Réalisé par Elia Kazan. Etats Unis. Drame. 1h50 (Sortie 1959). Avec Montgomery Clift, Lee Remick, Jo Van Fleet, Albert Salmi, Jay C. Flippen, James Westerfield, Barbara Loden et Frank Overton.

L’eau déferle. Le fleuve emporte tout sur son chemin, heurte les vitres des maisons, déplace les voitures soudain devenues légères, recouvre les rues. Par vagues progressives et remous, il avance, s’insinue partout, détruit l’univers que l’homme avait cru pouvoir plier à sa volonté.

C’est une force brute, qui n’épargne personne, la manifestation d’une puissance difficile à dompter. Cette image qui ouvre "Wild river (Le Fleuve sauvage)" résume bien le cinéma d’Elia Kazan, cinéaste auquel la Cinémathèque française rend hommage du 28 novembre 2018 au 2 janvier 2019.

Chez Kazan vient toujours quelque chose qui emporte.
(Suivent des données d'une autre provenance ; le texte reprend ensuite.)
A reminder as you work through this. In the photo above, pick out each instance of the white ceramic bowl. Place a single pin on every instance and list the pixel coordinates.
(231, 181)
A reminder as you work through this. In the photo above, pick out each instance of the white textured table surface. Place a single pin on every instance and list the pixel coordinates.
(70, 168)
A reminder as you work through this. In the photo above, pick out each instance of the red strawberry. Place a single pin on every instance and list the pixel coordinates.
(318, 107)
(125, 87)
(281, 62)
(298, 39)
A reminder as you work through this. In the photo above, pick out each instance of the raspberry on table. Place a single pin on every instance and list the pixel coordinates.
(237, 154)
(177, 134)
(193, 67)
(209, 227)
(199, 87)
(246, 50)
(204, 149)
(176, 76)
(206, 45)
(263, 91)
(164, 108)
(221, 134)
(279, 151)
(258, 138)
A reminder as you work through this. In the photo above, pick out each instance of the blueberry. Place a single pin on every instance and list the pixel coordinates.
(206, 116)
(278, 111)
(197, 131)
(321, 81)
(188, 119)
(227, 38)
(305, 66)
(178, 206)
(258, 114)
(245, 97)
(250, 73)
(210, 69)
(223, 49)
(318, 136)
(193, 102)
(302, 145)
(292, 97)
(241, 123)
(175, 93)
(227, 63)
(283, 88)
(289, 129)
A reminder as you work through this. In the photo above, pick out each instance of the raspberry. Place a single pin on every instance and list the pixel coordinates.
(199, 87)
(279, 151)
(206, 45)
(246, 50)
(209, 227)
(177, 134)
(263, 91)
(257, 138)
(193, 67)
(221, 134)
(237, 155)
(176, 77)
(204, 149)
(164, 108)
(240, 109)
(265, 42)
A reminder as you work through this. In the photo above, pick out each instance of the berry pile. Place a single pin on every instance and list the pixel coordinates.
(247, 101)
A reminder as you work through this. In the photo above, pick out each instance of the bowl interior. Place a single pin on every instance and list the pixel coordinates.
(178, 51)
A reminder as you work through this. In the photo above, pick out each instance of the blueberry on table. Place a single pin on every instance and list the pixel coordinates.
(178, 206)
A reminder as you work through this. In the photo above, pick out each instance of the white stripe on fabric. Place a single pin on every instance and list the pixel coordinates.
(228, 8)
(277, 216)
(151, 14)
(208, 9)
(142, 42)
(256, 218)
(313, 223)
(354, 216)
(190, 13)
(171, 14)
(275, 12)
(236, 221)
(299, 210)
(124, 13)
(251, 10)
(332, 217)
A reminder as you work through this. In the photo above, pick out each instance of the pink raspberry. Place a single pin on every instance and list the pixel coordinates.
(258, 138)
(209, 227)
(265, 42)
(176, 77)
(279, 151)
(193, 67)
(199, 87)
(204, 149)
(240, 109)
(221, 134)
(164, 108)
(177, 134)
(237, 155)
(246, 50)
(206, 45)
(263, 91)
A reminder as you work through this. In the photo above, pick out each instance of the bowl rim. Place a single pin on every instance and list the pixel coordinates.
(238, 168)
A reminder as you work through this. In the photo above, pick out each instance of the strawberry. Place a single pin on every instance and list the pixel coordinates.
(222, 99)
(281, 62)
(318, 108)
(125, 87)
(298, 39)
Quelque chose vient, qui fait imploser le huis-clos, déstabilise les mondes et les communautés : un élément étranger dans "Un tramway nommé désir", la trahison dans "Sur les quais". C’est souvent la passion amoureuse ou le désir qui vient extraire les personnages enracinés sur leur terre, comme Lee Remick dans "Wild river, ou enfermés dans la moiteur du Sud, à l’image de Baby Doll dans son lit-cage.

"Dans Splendor in the grass", l’eau vive de la cascade dit la violence du désir que Deannie et Bud ressentent l’un pour l’autre, la puissante circulation des pulsions d’amour et de mort. Ce flot continu est aussi celui de l’Histoire, qui emporte les hommes dans "East of Eden" ou "Viva Zapata !", les transforme en fantômes dans "The Last Tycoon", ultime film du réalisateur sur un Hollywood disparu, peuplé d’anciennes gloires des années 1940.
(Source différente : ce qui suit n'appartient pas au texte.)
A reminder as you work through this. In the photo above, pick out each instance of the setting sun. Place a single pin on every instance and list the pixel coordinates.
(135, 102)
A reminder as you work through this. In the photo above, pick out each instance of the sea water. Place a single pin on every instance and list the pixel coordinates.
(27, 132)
Elia Kazan a souvent filmé le Sud. Ses champs de coton, sa moiteur qui épuise les corps mais exacerbe les désirs, l’accent trainant de ses hommes et de ses femmes qui se connaissent depuis des générations. Mais cette fois, ce n’est pas la chaleur affolante que filme Kazan.

Quand Chuck Glover (Montgomery Clift) arrive à Garthville, l’été touche à sa fin. Le Sud est une terre de boue, rendue meuble par les pluies abondantes qui transforment les sols en une multitude de petites rivières où l’on s’enfonce. Avec son imperméable blanc, le jeune employé de la TVA tranche sur ses paysages où l’eau et la terre ont la même couleur sombre.
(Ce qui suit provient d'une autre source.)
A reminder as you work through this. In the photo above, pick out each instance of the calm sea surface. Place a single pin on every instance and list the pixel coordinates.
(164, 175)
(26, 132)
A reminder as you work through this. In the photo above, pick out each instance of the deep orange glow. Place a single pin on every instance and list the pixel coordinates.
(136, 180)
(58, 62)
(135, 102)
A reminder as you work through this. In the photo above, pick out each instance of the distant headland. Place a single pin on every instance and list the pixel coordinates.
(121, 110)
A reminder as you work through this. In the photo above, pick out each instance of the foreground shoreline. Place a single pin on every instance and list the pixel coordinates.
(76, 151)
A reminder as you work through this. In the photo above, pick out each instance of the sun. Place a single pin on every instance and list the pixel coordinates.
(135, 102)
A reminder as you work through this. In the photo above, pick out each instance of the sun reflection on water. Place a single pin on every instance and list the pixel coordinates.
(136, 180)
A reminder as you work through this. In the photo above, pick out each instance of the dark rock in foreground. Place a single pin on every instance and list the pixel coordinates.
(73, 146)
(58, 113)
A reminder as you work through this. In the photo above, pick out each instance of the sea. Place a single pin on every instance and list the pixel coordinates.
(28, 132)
La TVA, ou "Tennessee Valley Authority" lui a confié une mission : racheter toutes les terres dans un périmètre qui doit être inondé pour construire un barrage et dompter le fleuve sauvage. C’est le progrès, Chuck en est sûr. Aussi vient-il, plein de confiance, parler à Ella Garth (Jo Van Fleet), la dernière réfractaire, reine de quatre-vingts ans qui vit sur son îlot en compagnie de sa famille et de ses employés noirs.

Mais la vieille dame, aussi solide que les matriarches des westerns, refuse de quitter cette terre où elle a toujours vécu, et où elle veut être enterrée. Chuck est de plus en plus déstabilisé par l’obstination de cette femme qu’il ne peut s’empêcher d’admirer.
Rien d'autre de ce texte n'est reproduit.